Building a RAG Pipeline
Table of Contents
In Introduction to RAG, we built a minimal RAG system with an in-memory store and simple documents. Now let’s build something closer to production: loading real documents, chunking them intelligently, using a vector database, and evaluating the results.

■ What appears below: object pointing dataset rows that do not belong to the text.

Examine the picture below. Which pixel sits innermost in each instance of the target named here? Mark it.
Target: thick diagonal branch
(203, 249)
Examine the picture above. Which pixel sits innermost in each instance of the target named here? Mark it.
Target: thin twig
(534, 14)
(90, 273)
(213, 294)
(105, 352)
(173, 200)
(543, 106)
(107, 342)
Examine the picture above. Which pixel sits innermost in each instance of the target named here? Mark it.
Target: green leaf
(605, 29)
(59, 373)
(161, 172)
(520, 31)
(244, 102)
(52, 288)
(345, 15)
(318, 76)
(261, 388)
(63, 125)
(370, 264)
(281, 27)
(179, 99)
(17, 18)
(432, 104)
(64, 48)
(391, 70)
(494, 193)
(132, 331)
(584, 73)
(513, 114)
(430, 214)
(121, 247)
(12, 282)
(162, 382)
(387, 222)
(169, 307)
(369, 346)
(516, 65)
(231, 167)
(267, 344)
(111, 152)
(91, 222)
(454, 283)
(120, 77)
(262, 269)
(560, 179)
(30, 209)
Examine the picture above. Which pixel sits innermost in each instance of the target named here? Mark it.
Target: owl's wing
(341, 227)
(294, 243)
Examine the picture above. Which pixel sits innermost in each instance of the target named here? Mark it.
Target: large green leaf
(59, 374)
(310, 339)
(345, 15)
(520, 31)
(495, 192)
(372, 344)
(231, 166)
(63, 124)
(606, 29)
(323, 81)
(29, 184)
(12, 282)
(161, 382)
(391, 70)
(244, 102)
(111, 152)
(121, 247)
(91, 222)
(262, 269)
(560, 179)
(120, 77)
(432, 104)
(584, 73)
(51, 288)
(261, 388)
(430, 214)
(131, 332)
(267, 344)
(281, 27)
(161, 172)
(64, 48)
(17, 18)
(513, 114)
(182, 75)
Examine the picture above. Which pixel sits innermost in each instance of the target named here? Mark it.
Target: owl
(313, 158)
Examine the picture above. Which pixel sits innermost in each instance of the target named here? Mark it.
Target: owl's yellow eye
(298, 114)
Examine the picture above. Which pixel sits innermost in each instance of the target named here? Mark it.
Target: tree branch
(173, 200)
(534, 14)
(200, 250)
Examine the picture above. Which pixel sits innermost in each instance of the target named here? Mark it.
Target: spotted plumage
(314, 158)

We’ll build a documentation Q&A system — the most common RAG use case — using JavaScript, OpenAI, and Chroma as our vector database.
Architecture
Markdown files → Chunker → Embeddings → ChromaDB
↓
User question → Embedding → Vector search → Top chunks → LLM → Answer
Setup
mkdir rag-pipeline && cd rag-pipeline
npm init -y
npm install openai chromadb
Add "type": "module" to package.json.
Step 1: Load Documents
For this example, we’ll load markdown files from a directory. In a real application, you might load from a CMS, database, or web scraper.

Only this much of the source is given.